LaMarque doesn’t have much interest in her high-concept premise; it’s a metaphor necessary for somehow getting Laurel in Audrey’s shoes and little more, and if the film lacks much in the way of tension and momentum it’s because LaMarque values the moment over the presiding narrative arc. And a number of scenes justify this strategy: Frank’s discovery of the truth of his daughter’s death while he’s on the phone, which inspires him to try to distract from his obvious weeping with tales of his routines with Laurel; Laurel’s first kiss with a lover, Basel (Jake Johnson), as they pretend to assume the lives of neighbors who appear to have everything they want, but implicatively feel is never to be for them; Frank’s discovery of Laurel’s true talent as a painter; and so forth.

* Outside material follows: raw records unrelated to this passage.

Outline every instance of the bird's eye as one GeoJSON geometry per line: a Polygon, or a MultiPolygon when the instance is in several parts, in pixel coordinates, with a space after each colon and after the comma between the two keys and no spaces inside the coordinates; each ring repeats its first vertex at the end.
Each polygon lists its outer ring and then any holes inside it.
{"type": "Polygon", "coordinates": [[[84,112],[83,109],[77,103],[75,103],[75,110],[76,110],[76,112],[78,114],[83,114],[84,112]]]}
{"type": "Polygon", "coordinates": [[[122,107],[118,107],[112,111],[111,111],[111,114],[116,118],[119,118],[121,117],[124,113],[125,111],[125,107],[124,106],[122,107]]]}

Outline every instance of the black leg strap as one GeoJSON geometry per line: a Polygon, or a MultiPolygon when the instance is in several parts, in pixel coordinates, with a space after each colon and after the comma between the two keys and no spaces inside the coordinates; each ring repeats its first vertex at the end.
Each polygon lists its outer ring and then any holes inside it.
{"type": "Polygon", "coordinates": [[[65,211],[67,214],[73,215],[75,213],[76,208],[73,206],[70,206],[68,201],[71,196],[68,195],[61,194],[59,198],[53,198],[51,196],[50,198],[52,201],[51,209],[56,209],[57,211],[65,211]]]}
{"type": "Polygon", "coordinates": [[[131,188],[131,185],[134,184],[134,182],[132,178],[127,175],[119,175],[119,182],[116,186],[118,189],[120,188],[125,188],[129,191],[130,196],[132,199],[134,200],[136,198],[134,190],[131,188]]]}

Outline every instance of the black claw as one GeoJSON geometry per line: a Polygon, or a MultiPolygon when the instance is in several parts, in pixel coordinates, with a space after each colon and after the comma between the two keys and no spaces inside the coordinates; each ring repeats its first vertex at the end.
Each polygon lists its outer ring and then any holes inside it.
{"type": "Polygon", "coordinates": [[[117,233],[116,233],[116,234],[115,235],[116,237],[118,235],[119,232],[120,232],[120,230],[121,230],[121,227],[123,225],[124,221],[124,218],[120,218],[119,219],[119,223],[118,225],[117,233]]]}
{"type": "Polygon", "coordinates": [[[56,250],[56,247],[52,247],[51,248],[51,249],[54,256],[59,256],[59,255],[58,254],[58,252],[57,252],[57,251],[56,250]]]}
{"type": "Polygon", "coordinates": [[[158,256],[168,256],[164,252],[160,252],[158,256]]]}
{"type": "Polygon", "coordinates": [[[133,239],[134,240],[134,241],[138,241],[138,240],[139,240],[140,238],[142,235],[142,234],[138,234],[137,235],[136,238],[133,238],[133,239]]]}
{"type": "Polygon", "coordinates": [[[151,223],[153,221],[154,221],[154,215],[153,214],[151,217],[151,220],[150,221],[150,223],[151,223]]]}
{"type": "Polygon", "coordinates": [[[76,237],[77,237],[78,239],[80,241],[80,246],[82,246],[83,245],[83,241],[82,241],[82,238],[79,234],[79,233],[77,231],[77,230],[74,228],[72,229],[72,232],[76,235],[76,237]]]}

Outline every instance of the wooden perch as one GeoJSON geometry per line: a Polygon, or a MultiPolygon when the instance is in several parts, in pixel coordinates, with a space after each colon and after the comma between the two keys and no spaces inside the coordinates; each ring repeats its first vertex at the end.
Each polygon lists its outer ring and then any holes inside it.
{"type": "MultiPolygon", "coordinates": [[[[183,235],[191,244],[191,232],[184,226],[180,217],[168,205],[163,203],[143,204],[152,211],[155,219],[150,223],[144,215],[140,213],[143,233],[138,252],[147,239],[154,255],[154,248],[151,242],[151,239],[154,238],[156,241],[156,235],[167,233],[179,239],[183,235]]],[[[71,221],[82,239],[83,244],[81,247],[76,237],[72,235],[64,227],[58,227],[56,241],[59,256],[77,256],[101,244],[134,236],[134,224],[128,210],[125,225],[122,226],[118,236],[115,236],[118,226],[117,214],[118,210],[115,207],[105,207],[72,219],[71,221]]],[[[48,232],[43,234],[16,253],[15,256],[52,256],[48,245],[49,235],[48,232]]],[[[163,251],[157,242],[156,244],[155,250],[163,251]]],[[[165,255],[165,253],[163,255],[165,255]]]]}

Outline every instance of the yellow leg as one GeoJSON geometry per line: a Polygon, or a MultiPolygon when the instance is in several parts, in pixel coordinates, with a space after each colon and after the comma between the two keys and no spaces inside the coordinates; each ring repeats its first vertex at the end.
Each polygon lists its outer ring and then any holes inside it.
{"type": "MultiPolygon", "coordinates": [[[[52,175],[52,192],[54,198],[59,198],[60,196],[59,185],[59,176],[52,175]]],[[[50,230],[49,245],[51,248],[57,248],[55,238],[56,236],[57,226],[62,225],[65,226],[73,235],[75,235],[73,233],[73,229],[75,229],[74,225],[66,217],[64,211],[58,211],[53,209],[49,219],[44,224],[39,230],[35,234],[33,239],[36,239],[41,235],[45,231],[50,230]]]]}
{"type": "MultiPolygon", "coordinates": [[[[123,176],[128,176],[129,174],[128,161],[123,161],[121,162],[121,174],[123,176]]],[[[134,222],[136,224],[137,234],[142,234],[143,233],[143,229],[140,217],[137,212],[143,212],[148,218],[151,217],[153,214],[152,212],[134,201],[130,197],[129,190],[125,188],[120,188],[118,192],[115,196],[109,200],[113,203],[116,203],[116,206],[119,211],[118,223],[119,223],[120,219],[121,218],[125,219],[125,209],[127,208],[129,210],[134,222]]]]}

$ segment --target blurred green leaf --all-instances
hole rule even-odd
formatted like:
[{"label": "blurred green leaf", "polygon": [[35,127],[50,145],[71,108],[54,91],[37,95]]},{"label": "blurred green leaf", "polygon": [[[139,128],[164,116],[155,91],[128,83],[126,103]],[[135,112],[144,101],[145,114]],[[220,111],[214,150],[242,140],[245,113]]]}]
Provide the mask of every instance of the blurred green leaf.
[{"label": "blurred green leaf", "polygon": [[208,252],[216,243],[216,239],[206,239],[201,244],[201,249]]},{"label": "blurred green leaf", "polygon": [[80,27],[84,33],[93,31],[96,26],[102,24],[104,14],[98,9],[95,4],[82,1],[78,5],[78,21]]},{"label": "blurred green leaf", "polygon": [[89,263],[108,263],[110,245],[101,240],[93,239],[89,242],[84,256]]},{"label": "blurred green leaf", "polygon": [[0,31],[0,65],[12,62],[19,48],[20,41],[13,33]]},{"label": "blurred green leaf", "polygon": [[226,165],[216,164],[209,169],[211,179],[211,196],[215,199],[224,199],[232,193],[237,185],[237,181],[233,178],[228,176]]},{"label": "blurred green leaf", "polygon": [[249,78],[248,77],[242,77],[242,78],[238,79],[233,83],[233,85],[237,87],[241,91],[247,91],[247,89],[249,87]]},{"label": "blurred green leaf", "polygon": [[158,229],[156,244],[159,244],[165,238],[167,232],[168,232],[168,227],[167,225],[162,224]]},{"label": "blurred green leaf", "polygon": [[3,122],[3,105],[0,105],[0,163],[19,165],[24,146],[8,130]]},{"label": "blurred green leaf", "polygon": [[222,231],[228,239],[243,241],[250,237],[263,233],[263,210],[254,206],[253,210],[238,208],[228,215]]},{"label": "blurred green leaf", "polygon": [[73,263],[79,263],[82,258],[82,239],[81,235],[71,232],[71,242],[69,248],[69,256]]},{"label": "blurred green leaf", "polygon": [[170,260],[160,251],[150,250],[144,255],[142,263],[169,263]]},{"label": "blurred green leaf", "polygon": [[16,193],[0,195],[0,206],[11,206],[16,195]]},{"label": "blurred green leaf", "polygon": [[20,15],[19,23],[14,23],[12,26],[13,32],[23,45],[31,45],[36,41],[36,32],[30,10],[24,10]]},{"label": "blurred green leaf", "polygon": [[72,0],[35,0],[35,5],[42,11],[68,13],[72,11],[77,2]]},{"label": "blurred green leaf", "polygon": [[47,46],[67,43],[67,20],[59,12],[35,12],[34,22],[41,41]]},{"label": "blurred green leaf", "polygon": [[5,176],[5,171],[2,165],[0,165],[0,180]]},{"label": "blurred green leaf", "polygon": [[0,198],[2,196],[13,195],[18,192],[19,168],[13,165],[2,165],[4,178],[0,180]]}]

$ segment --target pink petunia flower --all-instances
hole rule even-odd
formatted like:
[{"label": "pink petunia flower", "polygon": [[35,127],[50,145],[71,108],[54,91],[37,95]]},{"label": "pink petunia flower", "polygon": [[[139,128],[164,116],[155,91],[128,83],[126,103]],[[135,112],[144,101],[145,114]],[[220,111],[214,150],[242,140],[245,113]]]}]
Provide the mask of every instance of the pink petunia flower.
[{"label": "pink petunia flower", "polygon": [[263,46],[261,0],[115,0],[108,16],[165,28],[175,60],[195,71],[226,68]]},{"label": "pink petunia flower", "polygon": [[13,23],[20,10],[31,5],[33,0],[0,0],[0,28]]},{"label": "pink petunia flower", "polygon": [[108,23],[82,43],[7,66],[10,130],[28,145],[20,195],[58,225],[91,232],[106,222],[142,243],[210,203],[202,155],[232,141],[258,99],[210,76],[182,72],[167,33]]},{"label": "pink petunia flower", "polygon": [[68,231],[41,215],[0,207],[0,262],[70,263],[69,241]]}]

These moments have a cleansing, unfussy directness, and the performers blossom under the tutelage of LaMarque’s refreshing emotional sanity. Kazan is simply astonishing, as she was in Revolutionary Road and The Exploding Girl (her emotions appear to seep out through her pores), and Lynch is heartbreaking in what could have been the role of the standard-issue uncommunicative dad. LaMarque isn’t without formal skill either, as the film sports bold, clean blocking as well as a pop-art sheen that suggests Technicolor as updated to the era of the contemporary flawless picture; she exploits digital’s pristine unreal perfection as a subtle metaphor for the perfection that hounds her protagonist. The Pretty One is a quiet, tender triumph that leaves you feeling as if you’ve been embraced without you feeling had.